Thursday, 8 August 2013

Speaking of Speakers Part 3

There are many different types of speaker cabinet designs.

Line Arrays

Line Arrays have enjoyed a recent resurgence as the modern 'must have' speaker system. However their roots go back to the days when Town Halls all around the world had old style column speakers hanging in the corners. There is a saying in the sound industry that if you have to ask if you need a Line Array, you don't need a Line Array.

Line Arrays are particularly good at a narrow set of functions which limits their practical use to covering very long distances and covering wide areas. This makes them particularly useful for large outdoor concerts, but not brilliant in other scenarios. Line Arrays are relatively complex to setup and require a minimum of 4 to 6 individual cabinets joined together to work properly. They are also only practical when flown from the roof or a dedicated tower.

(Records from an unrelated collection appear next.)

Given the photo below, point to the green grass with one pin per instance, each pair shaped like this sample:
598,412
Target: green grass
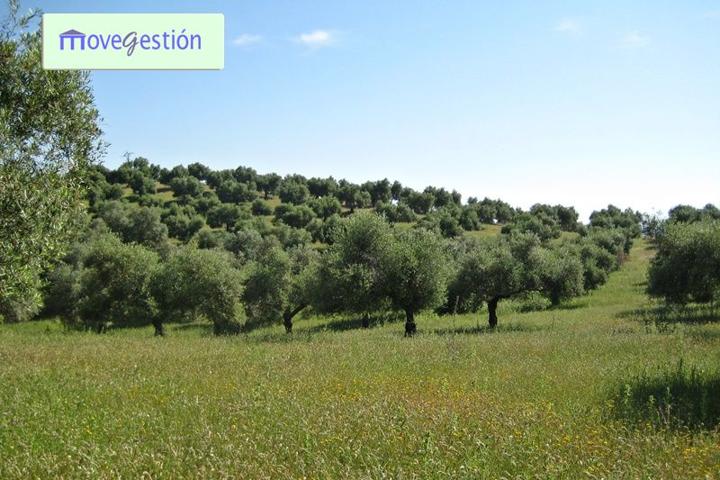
536,399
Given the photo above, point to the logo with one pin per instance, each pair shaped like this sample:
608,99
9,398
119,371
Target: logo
133,41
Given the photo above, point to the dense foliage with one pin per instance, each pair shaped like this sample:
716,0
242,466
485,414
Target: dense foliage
687,265
48,135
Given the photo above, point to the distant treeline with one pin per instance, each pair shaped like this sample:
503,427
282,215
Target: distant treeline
241,249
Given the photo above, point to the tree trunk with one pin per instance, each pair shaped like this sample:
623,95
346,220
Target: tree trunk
288,316
492,311
555,299
287,321
410,327
159,328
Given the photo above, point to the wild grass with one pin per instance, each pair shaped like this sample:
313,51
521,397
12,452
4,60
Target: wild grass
537,398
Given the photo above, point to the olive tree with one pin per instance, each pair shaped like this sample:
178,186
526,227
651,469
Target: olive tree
559,273
415,273
49,134
196,283
278,284
350,275
114,284
497,269
686,267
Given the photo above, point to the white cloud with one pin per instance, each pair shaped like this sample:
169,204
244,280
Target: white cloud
569,26
247,39
635,40
316,39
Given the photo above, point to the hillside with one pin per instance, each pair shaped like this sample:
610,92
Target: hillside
539,396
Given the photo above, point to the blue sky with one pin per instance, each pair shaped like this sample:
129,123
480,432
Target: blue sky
579,103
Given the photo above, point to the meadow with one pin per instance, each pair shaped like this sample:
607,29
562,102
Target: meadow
571,392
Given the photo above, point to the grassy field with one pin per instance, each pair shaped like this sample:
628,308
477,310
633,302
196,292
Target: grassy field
550,394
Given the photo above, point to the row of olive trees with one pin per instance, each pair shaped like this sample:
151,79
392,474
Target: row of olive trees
686,267
373,267
104,281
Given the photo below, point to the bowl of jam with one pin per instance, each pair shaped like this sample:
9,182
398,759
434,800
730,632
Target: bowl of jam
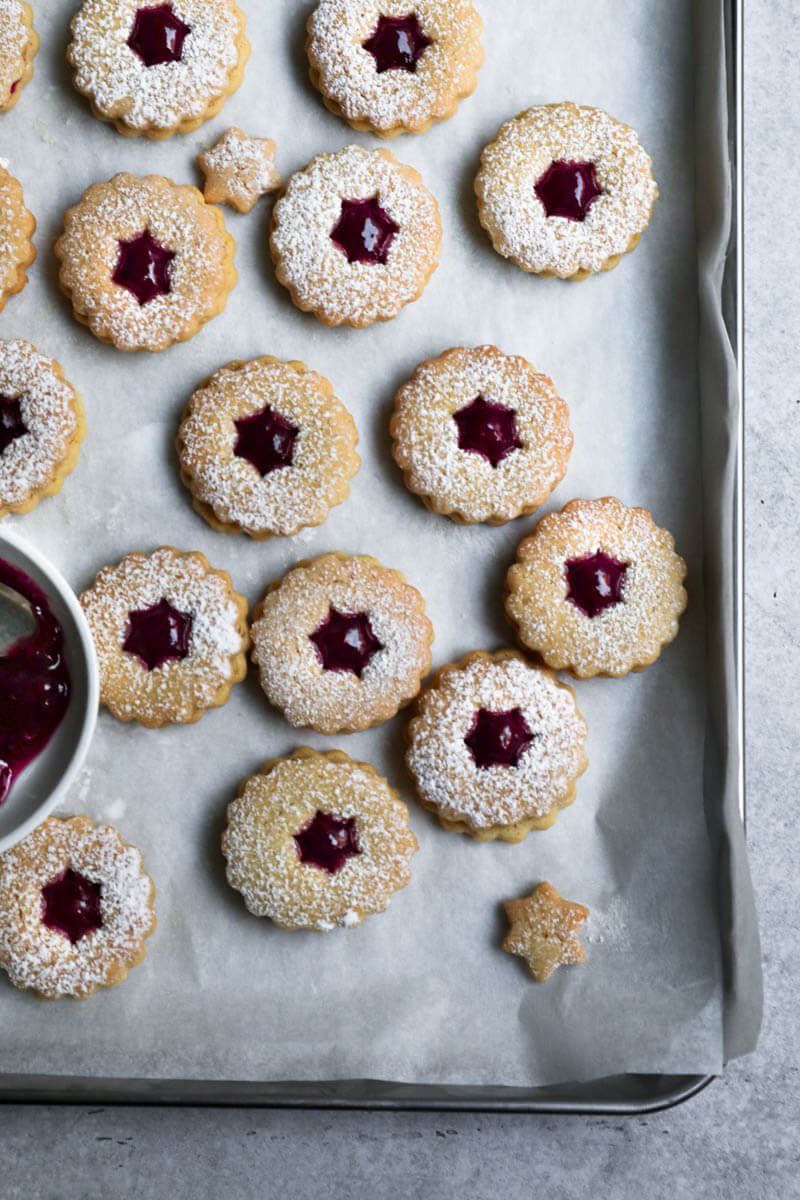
48,688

There has been a recent increase in small Line Arrays marketed at musicians and bands to take advantage of the buzz around the term. I don't recommended that you purchase a Line Array that you can buy in a music shop.

Passive Mid / High Speakers

These speakers are the most commonly used in the industry for small events.
They consist of one or two Mid Range speakers and a Horn speaker combined in a single speaker cabinet. They can produce almost the entire frequency range apart from the lowest sub bass frequencies. For extra bass they are stacked on top of additional Sub Woofers. There are two modes of operation, Bi-Amp and Passive Crossover.
In Bi-Amp mode, a separate amplifier drives the Horn Speaker from the amplifier that drives the Mid Range speakers. In Passive Crossover mode, a special device allows the entire cabinet to be powered by a single amplifier by splitting the frequencies and directing them to the right speaker.

Passive Crossovers are less than ideal but are low cost. Bi-Amping a speaker ensures that if a large amount of power is required for a split second to drive the Mid Range speakers, that it does not affect the power going to the Horn Speakers. This generally means Bi-Amped speakers are louder and clearer.